In recognition for his athletic and academic performance in 2012, Renfree was the recipient of several prestigious awards including the ACC's Jim Tatum Award, National Football Foundation Scholar Athlete Award, and Pop Warner National College Football Award. He was also named a finalist for the William Campbell Trophy, which is considered the "Academic Heisman" in college football.

==Professional career==

Pre-draft measurables
| Height | Weight | Arm length | Hand span |
| 6 ft 3+1⁄8 in (1.91 m) | 219 lb (99 kg) | 32 in (0.81 m) | 9 in (0.23 m) |
All values from NFL Scouting Combine

===Atlanta Falcons===
On April 27, 2013, Renfree was selected in the seventh round (249th overall) by the Atlanta Falcons of the National Football League. He signed with the team on July 24. Terms were undisclosed. In his rookie season (2013) he was placed on injured reserve with a shoulder injury in preseason. During the 2014 season he did not appear in any games. During the 2015 season he appeared in two games. On August 27, 2016, Renfree was waived by the Falcons.

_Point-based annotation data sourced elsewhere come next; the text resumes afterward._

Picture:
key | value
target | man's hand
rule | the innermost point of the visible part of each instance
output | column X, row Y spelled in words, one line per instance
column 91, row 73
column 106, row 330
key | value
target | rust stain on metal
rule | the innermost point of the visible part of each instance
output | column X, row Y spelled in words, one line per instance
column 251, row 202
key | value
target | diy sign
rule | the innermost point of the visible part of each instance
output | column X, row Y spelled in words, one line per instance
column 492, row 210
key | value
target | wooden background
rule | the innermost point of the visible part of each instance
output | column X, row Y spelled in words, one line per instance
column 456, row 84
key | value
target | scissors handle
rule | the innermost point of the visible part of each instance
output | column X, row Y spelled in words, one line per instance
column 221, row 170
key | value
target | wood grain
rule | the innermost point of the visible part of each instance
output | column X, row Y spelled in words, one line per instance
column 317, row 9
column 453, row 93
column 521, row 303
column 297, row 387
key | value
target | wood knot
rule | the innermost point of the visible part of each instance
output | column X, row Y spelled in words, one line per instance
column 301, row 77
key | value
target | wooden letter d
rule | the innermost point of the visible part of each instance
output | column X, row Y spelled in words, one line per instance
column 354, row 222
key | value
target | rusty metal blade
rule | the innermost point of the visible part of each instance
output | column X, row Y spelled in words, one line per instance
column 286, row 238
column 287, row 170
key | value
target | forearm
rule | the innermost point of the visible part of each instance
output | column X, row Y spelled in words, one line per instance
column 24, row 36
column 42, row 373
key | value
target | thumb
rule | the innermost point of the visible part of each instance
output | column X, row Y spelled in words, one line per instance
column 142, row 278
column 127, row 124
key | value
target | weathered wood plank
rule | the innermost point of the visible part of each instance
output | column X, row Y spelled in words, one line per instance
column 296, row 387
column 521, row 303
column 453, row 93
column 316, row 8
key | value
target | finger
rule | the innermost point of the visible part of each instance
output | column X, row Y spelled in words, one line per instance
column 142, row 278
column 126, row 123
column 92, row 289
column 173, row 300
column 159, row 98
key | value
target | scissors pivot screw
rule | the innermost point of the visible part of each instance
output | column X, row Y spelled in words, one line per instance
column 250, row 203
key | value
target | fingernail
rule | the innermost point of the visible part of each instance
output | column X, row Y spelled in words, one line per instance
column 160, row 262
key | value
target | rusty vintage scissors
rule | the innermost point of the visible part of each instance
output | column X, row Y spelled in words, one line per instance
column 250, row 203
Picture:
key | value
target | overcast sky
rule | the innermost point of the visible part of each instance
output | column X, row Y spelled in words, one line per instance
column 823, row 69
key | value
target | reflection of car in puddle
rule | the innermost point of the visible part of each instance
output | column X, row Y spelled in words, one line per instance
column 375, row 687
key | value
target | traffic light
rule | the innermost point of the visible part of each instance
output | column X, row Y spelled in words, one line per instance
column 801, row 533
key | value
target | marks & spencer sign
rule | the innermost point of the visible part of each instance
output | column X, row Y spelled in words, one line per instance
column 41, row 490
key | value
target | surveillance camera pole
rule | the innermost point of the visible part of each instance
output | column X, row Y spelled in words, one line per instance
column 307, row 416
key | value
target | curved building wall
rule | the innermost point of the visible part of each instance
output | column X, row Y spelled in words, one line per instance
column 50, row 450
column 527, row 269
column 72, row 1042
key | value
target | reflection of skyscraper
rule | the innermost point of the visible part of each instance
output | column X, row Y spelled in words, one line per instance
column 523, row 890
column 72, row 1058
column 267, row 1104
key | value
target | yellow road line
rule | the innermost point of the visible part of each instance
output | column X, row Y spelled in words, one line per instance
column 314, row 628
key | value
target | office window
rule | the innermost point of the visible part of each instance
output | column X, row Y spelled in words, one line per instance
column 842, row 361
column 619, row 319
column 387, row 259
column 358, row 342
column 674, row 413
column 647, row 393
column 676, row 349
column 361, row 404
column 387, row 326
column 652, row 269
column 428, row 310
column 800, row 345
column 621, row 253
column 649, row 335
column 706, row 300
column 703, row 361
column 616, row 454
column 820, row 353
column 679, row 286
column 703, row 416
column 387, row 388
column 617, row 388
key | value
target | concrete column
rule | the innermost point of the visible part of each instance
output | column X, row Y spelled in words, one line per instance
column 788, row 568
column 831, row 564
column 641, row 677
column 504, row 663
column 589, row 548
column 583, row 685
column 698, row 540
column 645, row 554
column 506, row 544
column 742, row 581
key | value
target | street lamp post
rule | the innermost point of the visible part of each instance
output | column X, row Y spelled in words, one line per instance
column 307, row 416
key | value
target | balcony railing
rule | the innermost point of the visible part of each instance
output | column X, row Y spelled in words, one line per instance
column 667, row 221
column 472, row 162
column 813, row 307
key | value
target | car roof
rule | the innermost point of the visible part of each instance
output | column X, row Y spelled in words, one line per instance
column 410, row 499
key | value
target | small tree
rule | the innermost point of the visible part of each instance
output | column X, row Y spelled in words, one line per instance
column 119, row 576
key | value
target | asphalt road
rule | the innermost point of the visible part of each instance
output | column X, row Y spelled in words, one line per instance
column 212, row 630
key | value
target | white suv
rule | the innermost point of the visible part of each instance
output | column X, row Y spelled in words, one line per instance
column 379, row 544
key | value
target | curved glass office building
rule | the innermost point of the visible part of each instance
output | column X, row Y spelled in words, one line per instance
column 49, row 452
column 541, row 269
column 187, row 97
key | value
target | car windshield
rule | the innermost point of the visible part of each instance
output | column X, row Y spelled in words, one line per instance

===Tampa Bay Buccaneers===
On January 30, 2017, Renfree signed a reserve/future contract with the Tampa Bay Buccaneers. He was released by the Buccaneers on May 19, after the team signed veteran quarterback Ryan Fitzpatrick.

==Career statistics==

===NFL===

| Year | Team | GP | GS | Passing |  |  |  |  |  |  |  | Rushing |  |  |  |
| Cmp | Att | Pct | Yds | Y/A | TD | Int | Rtg | Att | Yds | Avg | TD |
| 2015 | ATL | 2 | 0 | 3 | 7 | 42.9 | 11 | 1.6 | 0 | 1 | 10.7 | 1 | -4 | -4.0 | 0 |

Source:

===College===

| Year | Team | Passing |  |  |  |  |  |  |  | Rushing |  |  |  |
| Cmp | Att | Pct | Yds | Y/A | TD | Int | Rtg | Att | Yds | Avg | TD |
| 2009 | Duke | 34 | 50 | 68.0 | 330 | 6.6 | 4 | 2 | 141.8 | 6 | -12 | -2.0 | 0 |
| 2010 | Duke | 285 | 464 | 61.4 | 3,131 | 6.7 | 14 | 17 | 120.7 | 51 | -47 | -0.9 | 4 |
| 2011 | Duke | 282 | 434 | 65.0 | 2,891 | 6.7 | 14 | 11 | 126.5 | 58 | -58 | -1.0 | 4 |
| 2012 | Duke | 297 | 441 | 67.3 | 3,113 | 7.1 | 19 | 10 | 136.3 | 38 | -50 | -1.3 | 1 |
| Career |  | 898 | 1,389 | 64.7 | 9,465 | 6.8 | 51 | 40 | 128.2 | 153 | -167 | -1.1 | 9 |

Source:

==Personal life and family==
Renfree is the oldest of three brothers. His youngest brother, Charlie, played football as a center at the University of Wyoming.